2. Income minimization This is similar to taking a bath, but less extreme. Such a pattern may be
chosen by a politically visible firm during periods of high profitability, or when firms seek legislation
to protect themselves from foreign competition. Policies that suggest income minimization include
rapid writeoffs of capital assets and intangibles, and the expensing of advertising and R&D
expenditures. Income tax considerations, such as use of LIFO inventory as currently allowed in the
United States, provide another set of motivations for this pattern.
3. Income maximization From contract theory, managers may engage in a pattern of maximization of
reported net income for bonus purposes, providing this does not put them above the cap. Firms that
are close to debt covenant violations may also maximize income.
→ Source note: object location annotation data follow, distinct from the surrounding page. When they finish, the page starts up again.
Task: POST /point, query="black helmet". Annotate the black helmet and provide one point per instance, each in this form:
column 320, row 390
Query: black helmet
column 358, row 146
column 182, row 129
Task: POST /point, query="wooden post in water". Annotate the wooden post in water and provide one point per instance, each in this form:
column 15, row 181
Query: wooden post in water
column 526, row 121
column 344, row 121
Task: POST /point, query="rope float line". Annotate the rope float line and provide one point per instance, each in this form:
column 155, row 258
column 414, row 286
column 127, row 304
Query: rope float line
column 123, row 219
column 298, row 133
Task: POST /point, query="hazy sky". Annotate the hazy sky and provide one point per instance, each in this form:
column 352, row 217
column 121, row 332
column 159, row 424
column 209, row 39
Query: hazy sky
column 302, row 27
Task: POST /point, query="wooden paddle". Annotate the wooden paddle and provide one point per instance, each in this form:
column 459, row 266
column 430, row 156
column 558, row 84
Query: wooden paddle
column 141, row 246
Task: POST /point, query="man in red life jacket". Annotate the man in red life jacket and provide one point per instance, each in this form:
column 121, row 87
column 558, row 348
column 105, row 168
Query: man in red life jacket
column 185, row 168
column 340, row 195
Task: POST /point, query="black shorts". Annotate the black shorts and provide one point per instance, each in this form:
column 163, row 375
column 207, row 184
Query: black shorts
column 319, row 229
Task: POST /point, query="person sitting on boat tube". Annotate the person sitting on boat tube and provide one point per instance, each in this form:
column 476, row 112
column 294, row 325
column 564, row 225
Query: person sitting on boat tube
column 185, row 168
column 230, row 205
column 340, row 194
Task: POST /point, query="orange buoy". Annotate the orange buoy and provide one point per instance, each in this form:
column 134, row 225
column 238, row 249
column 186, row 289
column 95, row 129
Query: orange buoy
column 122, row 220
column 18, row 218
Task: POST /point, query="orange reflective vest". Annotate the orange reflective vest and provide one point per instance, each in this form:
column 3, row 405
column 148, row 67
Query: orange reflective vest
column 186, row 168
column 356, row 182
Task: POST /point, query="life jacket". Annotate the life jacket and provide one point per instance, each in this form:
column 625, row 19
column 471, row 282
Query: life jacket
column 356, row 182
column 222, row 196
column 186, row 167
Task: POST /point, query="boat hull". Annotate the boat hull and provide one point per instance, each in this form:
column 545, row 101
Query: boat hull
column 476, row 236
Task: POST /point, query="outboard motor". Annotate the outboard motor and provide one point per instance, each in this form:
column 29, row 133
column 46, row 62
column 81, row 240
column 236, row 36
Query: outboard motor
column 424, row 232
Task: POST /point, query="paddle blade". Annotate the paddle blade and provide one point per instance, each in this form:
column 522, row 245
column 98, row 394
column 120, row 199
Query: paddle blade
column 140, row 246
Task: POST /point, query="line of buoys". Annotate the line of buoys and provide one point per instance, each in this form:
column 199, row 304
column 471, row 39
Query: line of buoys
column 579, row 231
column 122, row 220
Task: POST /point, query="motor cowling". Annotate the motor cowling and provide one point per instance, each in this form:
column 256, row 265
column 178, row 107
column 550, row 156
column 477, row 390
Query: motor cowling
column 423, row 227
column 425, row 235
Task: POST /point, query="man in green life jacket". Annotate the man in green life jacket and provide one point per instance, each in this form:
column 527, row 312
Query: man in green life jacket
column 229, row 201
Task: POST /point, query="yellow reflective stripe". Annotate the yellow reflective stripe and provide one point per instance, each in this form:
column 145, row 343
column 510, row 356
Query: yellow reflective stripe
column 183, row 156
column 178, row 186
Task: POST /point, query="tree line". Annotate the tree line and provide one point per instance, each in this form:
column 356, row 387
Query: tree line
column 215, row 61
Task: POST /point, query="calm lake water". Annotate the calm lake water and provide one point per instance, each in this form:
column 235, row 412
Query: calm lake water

4. Income smoothing This is perhaps the most interesting earnings management pattern. From a
contracting theory perspective, risk-averse managers prefer a less variable bonus stream, other
things equal. Consequently, managers may smooth reported earnings over time so as to receive
relatively constant compensation. Efficient compensation contracting may exploit this effect, and
condone some income smoothing as a low-cost way to attain the manager’s reservation utility. We
considered covenants in long-term lending agreements in Section 9.5 . The more volatile the stream
of reported net income, the higher the probability that covenant violation will occur. This provides
another smoothing incentive—to reduce volatility of reported net income so as to smooth covenant
ratios over time. Managers may feel, with some justification, that they may be fired when reported
earnings are low. Income smoothing can reduce the likelihood of reporting low earnings. Finally,
firms may smooth reported net income for external reporting purposes. If used responsibly,
smoothing can convey inside information to the market by enabling the firm to credibly
communicate its expected persistent earning power. It should be apparent that these various
earnings management patterns can be in conflict. Over time, the pattern chosen by a firm may vary
due to changes in contracts, levels of profitability, and political visibility. Even at a given point in time,
the firm may face conflicting needs, say, to reduce reported net income for political reasons, increase
it to meet analysts’ forecasts, or smooth it for contracting purposes.